Spis treści
- Miastotwórcze metro, czyli dzika deweloperka
- Patoparkowanie. Mniej samochodów w centrum, więcej na osiedlach
- Rzeź autobusów, czyli metro pogarsza dojazd
- Metro kosztem wszystkiego innego. Utrzymanie też kosztuje
Uwielbiam warszawskie metro. Gdybym nie uwielbiał, nie pisałbym o nim bez przerwy. A piszę – o planach budowy 5 linii, o historii metra głębokiego, o tym, jak 3. linia metra zmieni Pragę-Południe i Warszawę. Mam nadzieję, że sieć metra będzie się stale rozwijać i że w przyszłości mieszkańcy wszystkich dzielnic będą mogli szybko i wygodnie podróżować po mieście pod ziemią. Nie można jednak udawać, że rozbudowa metra przynosi Warszawie jedynie korzyści. Nieraz staje się bowiem jednym z katalizatorów niekorzystnych zmian – bo władze miasta nie robią wystarczająco dużo, żeby tym zmianom zapobiec. Powiedzmy więc sobie głośno: mimo wszystkich swoich zalet nie takie metro piękne, jak je malują.
Miastotwórcze metro, czyli dzika deweloperka
Wola przeżywa teraz swój renesans, stając się nowym centrum biznesowym i mieszkaniowym stolicy. Inwestycja oddalona jest zaledwie 600 metrów od stacji metra Księcia Janusza
– tak deweloper reklamuje budynek Wola Księcia Janusza, która powstaje dosłownie pod oknami PRL-owskiego bloku. Nowy 4-kondygnacyjny apartamentowiec wciśnięto z trudem na wąziutką działkę między osiedlem a ulicą. Żadnych przepisów nie złamano, minimalne wymagane odległości są zachowane, ale niewielka to pociecha dla sąsiadów.
Takich inwestycji jest coraz więcej. Metro przyciąga jak magnes – tak deweloperów, jak i klientów. Wystarczy spojrzeć na nazwy nowych inwestycji: Metro Art, Metro Life, Metro Zachód.

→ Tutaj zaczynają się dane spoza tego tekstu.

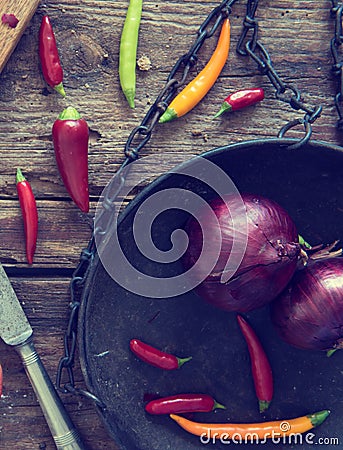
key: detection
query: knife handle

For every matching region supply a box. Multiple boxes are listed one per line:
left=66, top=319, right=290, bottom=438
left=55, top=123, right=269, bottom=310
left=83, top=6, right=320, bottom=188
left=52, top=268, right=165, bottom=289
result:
left=15, top=337, right=85, bottom=450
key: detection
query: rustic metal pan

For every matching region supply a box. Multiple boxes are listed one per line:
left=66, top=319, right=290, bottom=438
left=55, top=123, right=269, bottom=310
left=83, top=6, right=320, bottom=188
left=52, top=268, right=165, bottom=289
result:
left=79, top=139, right=343, bottom=450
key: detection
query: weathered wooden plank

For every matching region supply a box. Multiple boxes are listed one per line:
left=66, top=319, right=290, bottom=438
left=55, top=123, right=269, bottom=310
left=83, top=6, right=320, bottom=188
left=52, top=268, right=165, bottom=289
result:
left=0, top=0, right=39, bottom=73
left=0, top=0, right=342, bottom=450
left=0, top=278, right=115, bottom=450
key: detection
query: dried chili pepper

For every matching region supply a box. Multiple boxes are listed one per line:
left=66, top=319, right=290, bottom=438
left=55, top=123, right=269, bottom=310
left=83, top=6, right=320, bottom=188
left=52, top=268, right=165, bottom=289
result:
left=52, top=106, right=89, bottom=212
left=119, top=0, right=143, bottom=108
left=213, top=88, right=264, bottom=119
left=145, top=394, right=226, bottom=414
left=237, top=314, right=273, bottom=413
left=130, top=339, right=192, bottom=370
left=170, top=410, right=330, bottom=443
left=16, top=169, right=38, bottom=264
left=159, top=19, right=230, bottom=123
left=39, top=16, right=66, bottom=97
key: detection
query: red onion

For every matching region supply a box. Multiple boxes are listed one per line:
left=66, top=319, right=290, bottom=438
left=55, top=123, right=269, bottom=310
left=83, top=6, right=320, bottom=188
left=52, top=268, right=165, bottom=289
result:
left=183, top=194, right=300, bottom=312
left=271, top=258, right=343, bottom=350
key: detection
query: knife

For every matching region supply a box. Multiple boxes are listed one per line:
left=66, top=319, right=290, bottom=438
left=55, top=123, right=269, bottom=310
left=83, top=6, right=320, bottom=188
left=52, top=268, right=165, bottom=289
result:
left=0, top=263, right=85, bottom=450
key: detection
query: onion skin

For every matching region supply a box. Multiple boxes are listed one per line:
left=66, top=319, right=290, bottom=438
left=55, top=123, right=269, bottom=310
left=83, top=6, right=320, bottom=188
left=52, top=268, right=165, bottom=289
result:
left=183, top=194, right=300, bottom=312
left=271, top=257, right=343, bottom=350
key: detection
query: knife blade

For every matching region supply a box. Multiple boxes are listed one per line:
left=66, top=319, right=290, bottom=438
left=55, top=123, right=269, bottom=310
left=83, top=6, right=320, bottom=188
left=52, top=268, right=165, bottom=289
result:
left=0, top=263, right=85, bottom=450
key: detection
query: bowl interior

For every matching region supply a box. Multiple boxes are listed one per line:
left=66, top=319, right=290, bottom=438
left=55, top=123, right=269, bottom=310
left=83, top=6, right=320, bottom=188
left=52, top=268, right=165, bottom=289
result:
left=79, top=139, right=343, bottom=450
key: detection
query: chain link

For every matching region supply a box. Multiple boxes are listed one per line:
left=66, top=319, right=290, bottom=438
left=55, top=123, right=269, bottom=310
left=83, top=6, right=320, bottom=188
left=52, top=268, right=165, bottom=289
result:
left=330, top=0, right=343, bottom=130
left=56, top=0, right=238, bottom=408
left=236, top=0, right=322, bottom=149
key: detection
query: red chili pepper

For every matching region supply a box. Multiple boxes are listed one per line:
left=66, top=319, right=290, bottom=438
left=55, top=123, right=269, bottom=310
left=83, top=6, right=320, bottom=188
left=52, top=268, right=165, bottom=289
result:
left=145, top=394, right=226, bottom=414
left=52, top=106, right=89, bottom=212
left=237, top=314, right=273, bottom=413
left=213, top=88, right=264, bottom=119
left=1, top=14, right=19, bottom=28
left=16, top=169, right=38, bottom=264
left=39, top=16, right=66, bottom=97
left=0, top=364, right=3, bottom=397
left=130, top=339, right=192, bottom=370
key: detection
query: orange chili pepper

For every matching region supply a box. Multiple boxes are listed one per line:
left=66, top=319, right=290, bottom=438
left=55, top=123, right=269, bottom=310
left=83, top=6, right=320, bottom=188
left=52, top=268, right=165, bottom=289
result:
left=170, top=409, right=330, bottom=441
left=159, top=19, right=231, bottom=123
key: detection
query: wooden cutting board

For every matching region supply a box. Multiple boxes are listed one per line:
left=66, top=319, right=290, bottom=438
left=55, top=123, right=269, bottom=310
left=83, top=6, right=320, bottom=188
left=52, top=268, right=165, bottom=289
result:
left=0, top=0, right=40, bottom=73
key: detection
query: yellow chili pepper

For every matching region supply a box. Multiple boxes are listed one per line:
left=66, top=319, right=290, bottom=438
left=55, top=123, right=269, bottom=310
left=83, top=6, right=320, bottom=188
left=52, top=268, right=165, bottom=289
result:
left=170, top=409, right=330, bottom=441
left=159, top=19, right=230, bottom=123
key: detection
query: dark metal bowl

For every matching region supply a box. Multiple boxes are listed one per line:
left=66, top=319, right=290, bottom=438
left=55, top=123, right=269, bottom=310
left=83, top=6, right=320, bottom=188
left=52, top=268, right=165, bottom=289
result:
left=79, top=139, right=343, bottom=450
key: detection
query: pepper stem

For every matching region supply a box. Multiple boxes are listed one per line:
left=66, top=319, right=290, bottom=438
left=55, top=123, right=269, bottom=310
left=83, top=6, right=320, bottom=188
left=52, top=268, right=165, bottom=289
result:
left=213, top=102, right=232, bottom=119
left=15, top=167, right=26, bottom=184
left=124, top=89, right=135, bottom=108
left=212, top=400, right=226, bottom=411
left=54, top=83, right=66, bottom=97
left=58, top=106, right=81, bottom=120
left=307, top=409, right=330, bottom=427
left=258, top=400, right=270, bottom=413
left=176, top=356, right=192, bottom=369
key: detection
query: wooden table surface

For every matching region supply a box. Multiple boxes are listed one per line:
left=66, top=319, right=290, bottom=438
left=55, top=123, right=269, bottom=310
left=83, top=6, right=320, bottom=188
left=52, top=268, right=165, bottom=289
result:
left=0, top=0, right=342, bottom=450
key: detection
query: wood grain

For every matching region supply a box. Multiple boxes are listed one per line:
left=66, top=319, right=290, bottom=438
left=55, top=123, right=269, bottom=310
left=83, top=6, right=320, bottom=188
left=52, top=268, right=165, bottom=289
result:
left=0, top=0, right=342, bottom=450
left=0, top=0, right=39, bottom=73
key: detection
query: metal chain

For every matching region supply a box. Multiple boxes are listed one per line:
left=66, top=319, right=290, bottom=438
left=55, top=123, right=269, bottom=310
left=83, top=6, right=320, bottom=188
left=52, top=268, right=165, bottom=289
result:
left=330, top=0, right=343, bottom=130
left=56, top=0, right=238, bottom=408
left=236, top=0, right=323, bottom=149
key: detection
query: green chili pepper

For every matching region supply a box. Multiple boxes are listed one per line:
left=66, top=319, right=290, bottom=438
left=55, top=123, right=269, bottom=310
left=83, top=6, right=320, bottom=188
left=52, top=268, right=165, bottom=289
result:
left=119, top=0, right=143, bottom=108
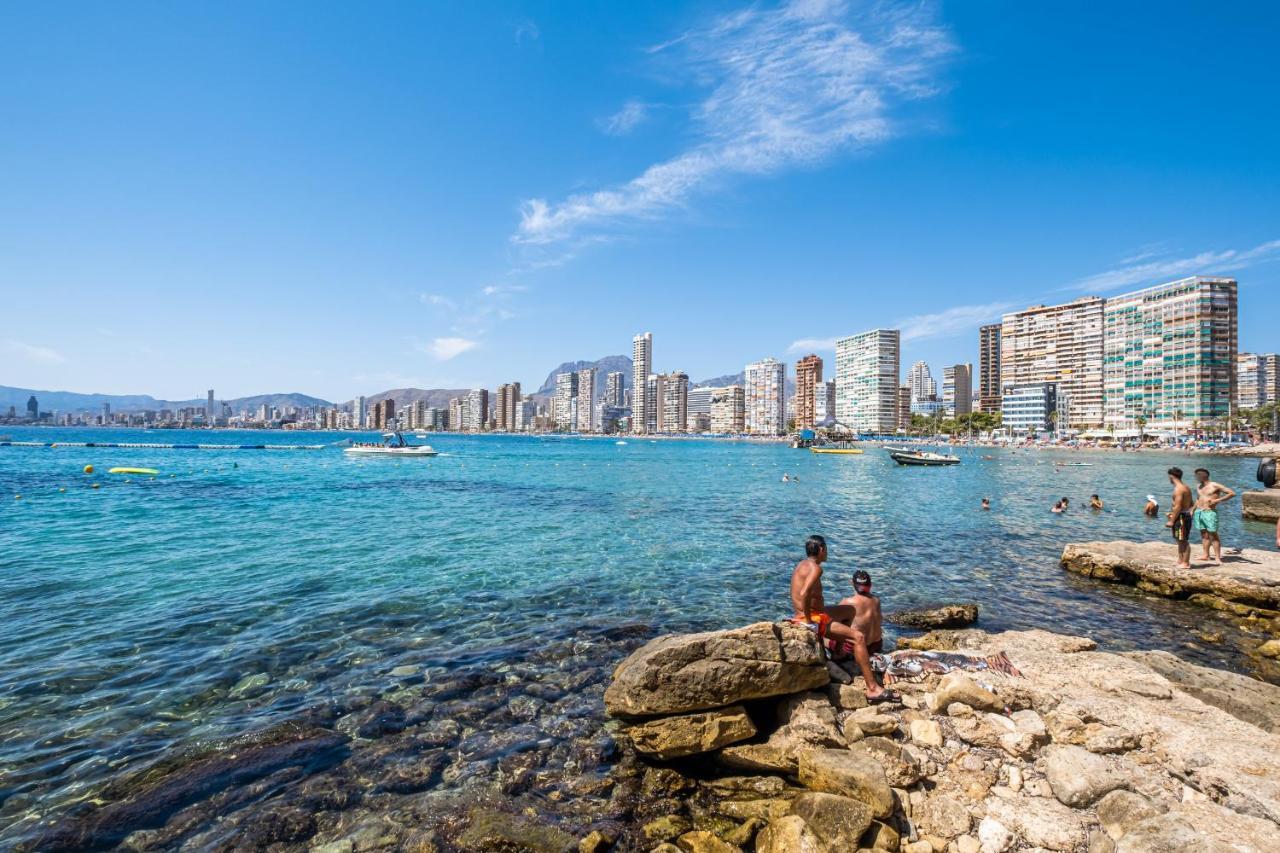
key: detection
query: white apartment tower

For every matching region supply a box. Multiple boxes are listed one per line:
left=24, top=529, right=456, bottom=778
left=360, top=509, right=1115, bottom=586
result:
left=942, top=364, right=973, bottom=416
left=552, top=373, right=577, bottom=430
left=906, top=361, right=938, bottom=402
left=604, top=370, right=626, bottom=407
left=742, top=359, right=787, bottom=435
left=1000, top=296, right=1107, bottom=429
left=1105, top=275, right=1239, bottom=430
left=577, top=368, right=598, bottom=433
left=631, top=332, right=657, bottom=433
left=836, top=329, right=902, bottom=434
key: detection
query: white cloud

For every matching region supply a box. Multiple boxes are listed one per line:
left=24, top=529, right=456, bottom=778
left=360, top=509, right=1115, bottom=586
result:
left=512, top=0, right=952, bottom=246
left=1064, top=240, right=1280, bottom=293
left=421, top=338, right=480, bottom=361
left=419, top=293, right=458, bottom=311
left=4, top=339, right=67, bottom=364
left=596, top=101, right=649, bottom=136
left=896, top=302, right=1016, bottom=341
left=516, top=20, right=543, bottom=45
left=787, top=337, right=840, bottom=352
left=787, top=302, right=1016, bottom=352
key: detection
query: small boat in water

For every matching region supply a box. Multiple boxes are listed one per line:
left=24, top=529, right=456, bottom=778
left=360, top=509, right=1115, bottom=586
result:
left=887, top=448, right=960, bottom=466
left=809, top=438, right=863, bottom=455
left=343, top=433, right=439, bottom=456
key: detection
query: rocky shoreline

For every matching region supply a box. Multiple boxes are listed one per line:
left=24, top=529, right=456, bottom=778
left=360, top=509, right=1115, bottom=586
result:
left=17, top=617, right=1280, bottom=853
left=599, top=622, right=1280, bottom=853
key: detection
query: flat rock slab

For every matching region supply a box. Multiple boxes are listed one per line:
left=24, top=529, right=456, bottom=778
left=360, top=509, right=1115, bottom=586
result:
left=1062, top=539, right=1280, bottom=611
left=604, top=622, right=831, bottom=717
left=1240, top=489, right=1280, bottom=521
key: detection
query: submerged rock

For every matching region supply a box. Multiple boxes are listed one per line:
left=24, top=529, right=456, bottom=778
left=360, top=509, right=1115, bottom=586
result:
left=886, top=605, right=978, bottom=628
left=627, top=704, right=755, bottom=761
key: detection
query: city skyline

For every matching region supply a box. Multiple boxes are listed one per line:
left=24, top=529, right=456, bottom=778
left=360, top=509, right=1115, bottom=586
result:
left=0, top=3, right=1280, bottom=401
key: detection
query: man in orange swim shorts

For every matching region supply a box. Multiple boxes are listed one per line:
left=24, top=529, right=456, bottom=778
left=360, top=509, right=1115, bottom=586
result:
left=791, top=535, right=888, bottom=701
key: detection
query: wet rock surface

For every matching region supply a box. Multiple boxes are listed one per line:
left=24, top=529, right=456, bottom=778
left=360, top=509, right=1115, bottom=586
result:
left=886, top=605, right=978, bottom=629
left=10, top=614, right=1280, bottom=853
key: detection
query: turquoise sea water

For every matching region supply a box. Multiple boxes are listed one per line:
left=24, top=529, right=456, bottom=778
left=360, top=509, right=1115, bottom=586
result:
left=0, top=428, right=1274, bottom=847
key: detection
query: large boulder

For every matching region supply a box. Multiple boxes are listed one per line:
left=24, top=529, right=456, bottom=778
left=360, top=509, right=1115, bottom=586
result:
left=627, top=704, right=755, bottom=761
left=797, top=749, right=893, bottom=817
left=1044, top=744, right=1125, bottom=808
left=604, top=622, right=831, bottom=717
left=932, top=671, right=1005, bottom=713
left=791, top=792, right=872, bottom=850
left=887, top=605, right=978, bottom=629
left=755, top=815, right=823, bottom=853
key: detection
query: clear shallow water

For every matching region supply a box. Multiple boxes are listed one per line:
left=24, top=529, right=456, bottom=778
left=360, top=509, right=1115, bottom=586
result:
left=0, top=428, right=1270, bottom=847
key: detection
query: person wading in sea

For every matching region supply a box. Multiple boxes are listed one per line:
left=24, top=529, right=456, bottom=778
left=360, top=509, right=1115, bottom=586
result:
left=1192, top=467, right=1235, bottom=566
left=1165, top=467, right=1192, bottom=569
left=791, top=535, right=888, bottom=702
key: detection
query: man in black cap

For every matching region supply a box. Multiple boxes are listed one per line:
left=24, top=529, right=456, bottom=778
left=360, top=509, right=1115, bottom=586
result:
left=840, top=569, right=884, bottom=654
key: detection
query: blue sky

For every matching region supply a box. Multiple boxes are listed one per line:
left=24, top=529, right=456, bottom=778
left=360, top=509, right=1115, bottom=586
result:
left=0, top=0, right=1280, bottom=400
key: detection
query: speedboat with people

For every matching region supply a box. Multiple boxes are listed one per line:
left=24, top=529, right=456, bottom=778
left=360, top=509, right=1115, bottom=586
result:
left=887, top=447, right=960, bottom=466
left=343, top=432, right=439, bottom=456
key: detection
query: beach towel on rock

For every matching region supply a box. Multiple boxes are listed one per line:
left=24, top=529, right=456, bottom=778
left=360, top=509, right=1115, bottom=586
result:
left=872, top=649, right=1023, bottom=684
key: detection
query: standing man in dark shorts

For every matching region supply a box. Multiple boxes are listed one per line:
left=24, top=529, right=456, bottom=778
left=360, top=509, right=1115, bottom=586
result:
left=1165, top=467, right=1194, bottom=569
left=791, top=535, right=886, bottom=701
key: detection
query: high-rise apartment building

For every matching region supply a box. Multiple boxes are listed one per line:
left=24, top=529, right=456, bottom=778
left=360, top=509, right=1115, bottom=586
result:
left=1000, top=296, right=1107, bottom=429
left=604, top=370, right=626, bottom=407
left=897, top=386, right=911, bottom=429
left=371, top=397, right=396, bottom=429
left=1105, top=275, right=1239, bottom=430
left=906, top=361, right=938, bottom=402
left=710, top=386, right=746, bottom=435
left=462, top=388, right=489, bottom=433
left=552, top=371, right=577, bottom=430
left=658, top=370, right=689, bottom=433
left=795, top=355, right=822, bottom=429
left=978, top=323, right=1004, bottom=412
left=631, top=332, right=657, bottom=433
left=689, top=386, right=719, bottom=416
left=1235, top=352, right=1280, bottom=409
left=742, top=359, right=787, bottom=435
left=942, top=364, right=973, bottom=418
left=836, top=329, right=901, bottom=433
left=813, top=379, right=836, bottom=427
left=576, top=368, right=598, bottom=433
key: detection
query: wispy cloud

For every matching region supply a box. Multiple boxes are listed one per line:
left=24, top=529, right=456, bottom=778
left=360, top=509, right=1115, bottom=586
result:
left=419, top=338, right=480, bottom=361
left=787, top=336, right=845, bottom=352
left=1062, top=240, right=1280, bottom=293
left=516, top=20, right=543, bottom=45
left=3, top=339, right=67, bottom=364
left=512, top=0, right=952, bottom=246
left=787, top=302, right=1016, bottom=353
left=895, top=302, right=1016, bottom=341
left=419, top=293, right=458, bottom=311
left=596, top=101, right=649, bottom=136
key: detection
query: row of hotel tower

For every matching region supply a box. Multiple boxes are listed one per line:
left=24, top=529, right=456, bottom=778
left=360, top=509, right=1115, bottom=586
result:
left=624, top=275, right=1264, bottom=435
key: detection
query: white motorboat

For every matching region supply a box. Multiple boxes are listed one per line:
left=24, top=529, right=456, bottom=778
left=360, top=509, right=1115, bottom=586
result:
left=343, top=433, right=439, bottom=456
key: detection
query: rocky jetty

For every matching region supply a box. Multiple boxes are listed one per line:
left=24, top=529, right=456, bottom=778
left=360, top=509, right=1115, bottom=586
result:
left=1240, top=489, right=1280, bottom=521
left=604, top=622, right=1280, bottom=853
left=1062, top=542, right=1280, bottom=622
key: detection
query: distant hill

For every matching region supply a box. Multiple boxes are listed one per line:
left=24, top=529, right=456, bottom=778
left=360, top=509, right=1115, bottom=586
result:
left=0, top=386, right=333, bottom=412
left=365, top=388, right=468, bottom=411
left=525, top=356, right=631, bottom=396
left=690, top=370, right=796, bottom=400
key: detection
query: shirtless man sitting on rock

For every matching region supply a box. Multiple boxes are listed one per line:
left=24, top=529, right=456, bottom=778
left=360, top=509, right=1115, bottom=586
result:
left=791, top=535, right=890, bottom=702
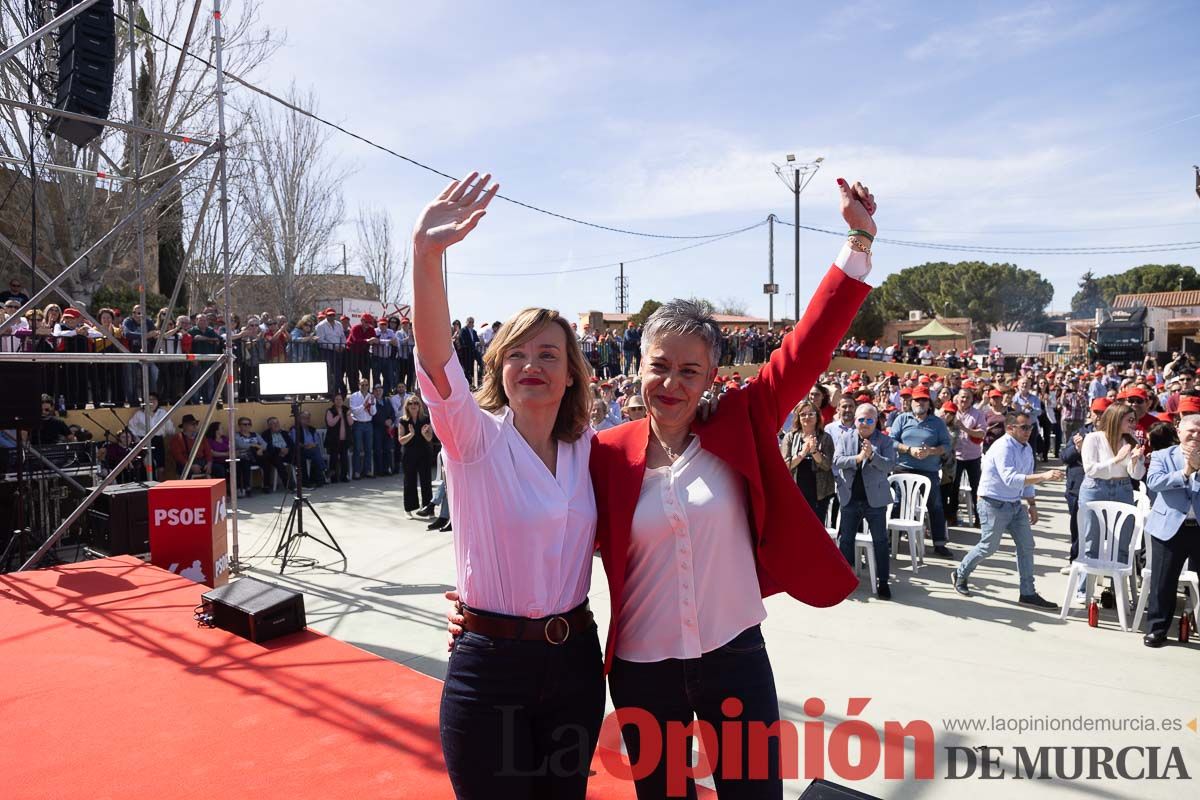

Nie szkodzi, że powstają czasem naprawdę daleko od najbliższej stacji – chwyt marketingowy działa i tak. To oczywiście plus, bo Warszawę trzeba i warto dogęszczać. Gorzej, że to dogęszczanie odbywa się nieraz bez ładu i składu.
Przykłady? Długo by wymieniać. Obszar na styku Kamionka i Grochowa (przyszła stacja M3 Mińska) zarósł nowymi blokami tak szybko, że układ drogowy już dziś nie daje rady, a w okolicy brak miejsca na szkoły czy zieleń. Z Ursynowa (stacje M1 Imielin i Kabaty) znikają kolejne obiekty usługowe ważne dla mieszkańców – Multikino, market Tesco – a w ich miejscu budowane są kolejne mieszkania. Na Bemowie (stacje M2 Chrzanów i Karolin) puste niegdyś pola Chrzanowa dziś są potężnym osiedlem – ale osiedlem praktycznie bez usług i parków, pełnym blokujących przejście płotów, z chodnikami zawalonymi autami i ulicami tak wąskimi, że gdzieniegdzie nie mieszczą się tu standardowe miejskie autobusy.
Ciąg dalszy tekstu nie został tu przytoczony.